世界保健機関(WHO)は13日、アフリカ中部の赤道ギニアで、エボラ出血熱とよく似たマールブルグ病の最初の感染が確認されたと発表しました。これまでに少なくとも9人が死亡し、感染が疑われる人は16人に上っています。
赤道ギニアの北東部・キエンテム県では先週、200人以上を隔離し、行動制限措置を講じました。隣国カメルーンも感染防止対策として、国境沿いで行動制限措置を講じました。
マールブルグ病によく似ているとされるのが、2014年にアフリカで猛威を振るったエボラ出血熱で、アメリカやイギリスなどでも感染が確認され、世界中で1万人以上が死亡しました。

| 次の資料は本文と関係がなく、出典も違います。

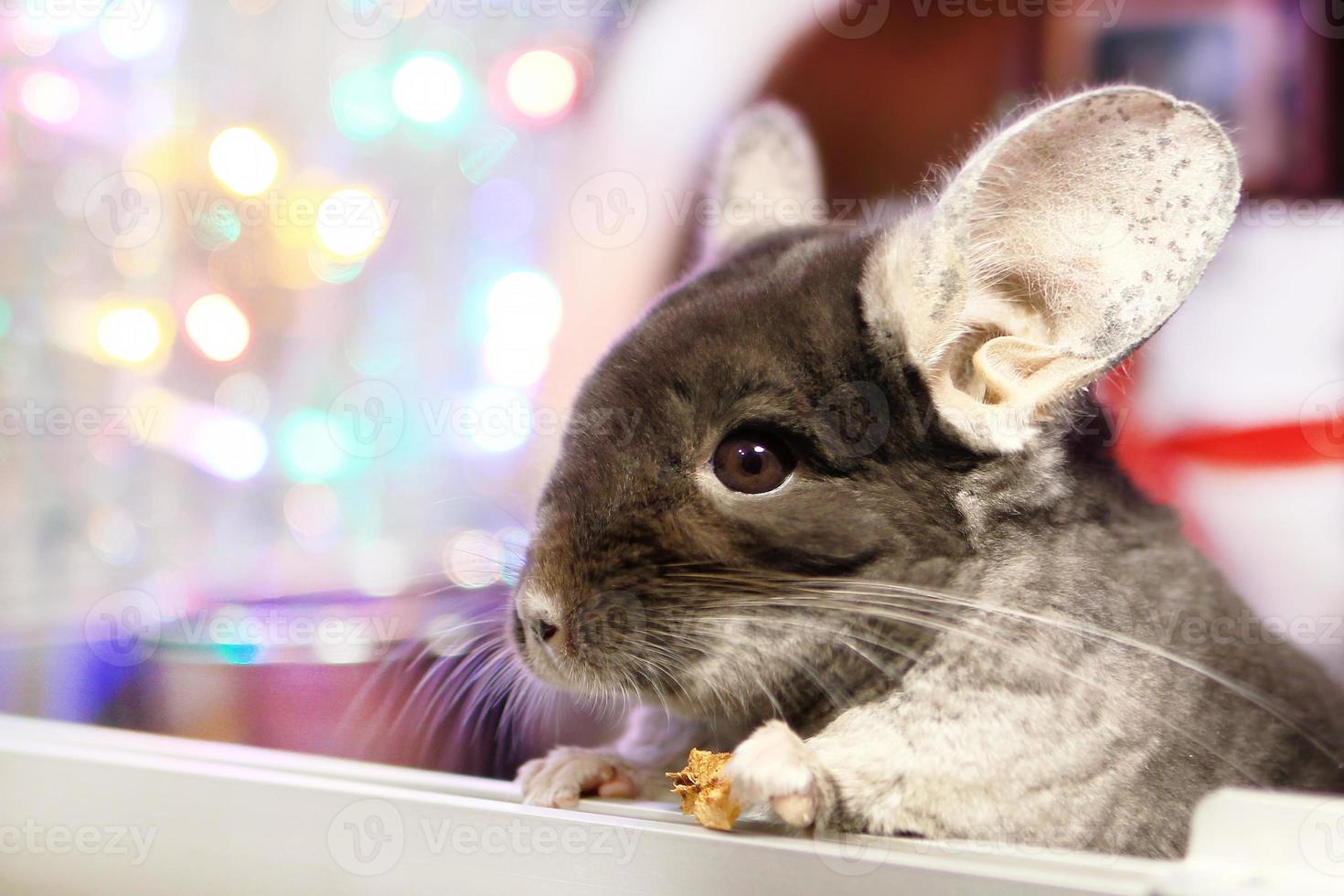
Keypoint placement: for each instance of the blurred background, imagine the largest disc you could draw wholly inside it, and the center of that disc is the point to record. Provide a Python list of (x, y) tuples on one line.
[(294, 298)]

WHOによると、マールブルグウイルスに感染すると、突然の高熱や頭痛、倦怠(けんたい)感のほか、5~7日後に血液の混じった嘔吐や下痢などの症状がみられます。致死率は最高で88%に上ります。エボラ出血熱と同じウイルス性出血熱の一種で、ワクチンや承認された抗ウイルス治療薬などはありません。感染経路にコウモリが疑われているものの不明で、感染した人からは血液や体液に触れることでうつるといいます。
2005年には、アフリカ南西部のアンゴラで大流行し、200人以上が死亡しています。
WHOのアフリカ地域ディレクター、マトシディソ・モエティ氏は、「感染確認過程における赤道ギニア当局の迅速かつ断固たる行動のお陰で、すぐに全力で緊急対応に動くことができた」と述べました。
マールブルグ病の感染が拡大する可能性について、長崎大学・高度感染症研究センターの安田二朗教授は、「現地の対応次第だと思う。(エボラ出血熱の時は)どの国も対応がまずかった。初期段階で(マールブルグ病を)見付けているので、きちんと検査して陽性者を隔離すれば、封じ込めることができると思っている」と指摘しています。
日本の感染症法上の位置付けでは、現在の新型コロナウイルス感染症よりも上で、危険度が最も高い「1類」に該当しています。
松野博一官房長官は15日の会見で、「昨日(14日)厚生労働省から、検疫所・地方自治体・医療関係者に対し、赤道ギニアにおけるマールブルグ病の発生に関する注意喚起を行っている」と話しました。
厚労省は14日、渡航者への注意を呼び掛けたり、患者の搬送体制を確認したりするよう求める通知を都道府県などに出しました。厚労省結核感染症課は、「引き続き海外の感染状況や知見の収集、専門家の意見を伺いながら適切に対応したい」と述べました。